The club scheduled the meeting for Tuesday, May 19, 2026, at 7 p.m. ET. The talk named atherosclerosis, congestive heart failure and strokes as conditions owners should know about, and it framed avian cardiology as a growing part of everyday parrot care as birds live longer lives.
Sinclair brought a long veterinary training path to the discussion. She earned her DVM at the University of Tennessee in 2005, completed a small animal rotating internship at Garden State Veterinary Specialists in 2006, followed with an avian and exotics internship at Broward Avian and Exotic Animal Hospital in 2007, and finished a residency in Companion Animal and Exotic Pet Medicine and Surgery at the University of California, Davis in 2011. She became board certified in avian medicine in 2012, and a later professional profile lists her as ABVP certified in avian practice and exotic companion mammal practice.

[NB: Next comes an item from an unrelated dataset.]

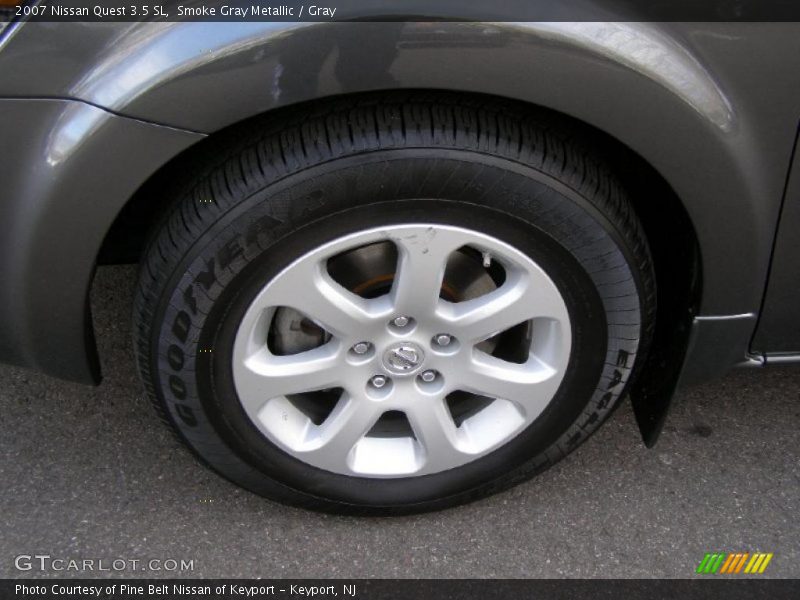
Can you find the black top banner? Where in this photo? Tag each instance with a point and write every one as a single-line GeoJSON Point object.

The concern, veterinarians say, is that heart disease in parrots often hides in plain sight. Psittacine birds, especially Amazon parrots, macaws and African grey parrots, are at higher risk, and the biggest contributors include lack of exercise, high-fat diets and high cholesterol. Warning signs can look like respiratory trouble instead of a cardiac problem, including weakness, sluggishness, faster or more labored breathing, trembling or sudden loss of balance.

That is why the club’s timing mattered. The Parrot Club, founded in 1974 and describing itself as Connecticut’s oldest companion bird club, said it meets mostly online over Zoom and records most meetings for YouTube, widening access to veterinary education for owners far beyond Connecticut. The cardiology session fit that model, pairing practical prevention with a specialist who has spent years inside avian medicine.
The larger research picture backs up the urgency. A JAVMA study reviewed 7,683 psittacine birds and found 525 with advanced atherosclerosis, while later reviews described atherosclerotic lesions as prevalent in companion psittacine species. A 2024 paper reported postmortem prevalence ranges from 1.9% to 91.8% in parrots, and UC Davis researchers continue to study imaging and atorvastatin treatment approaches. For owners, the message from the May Zoom talk was blunt: by the time a parrot looks “old,” the heart may already be asking for help.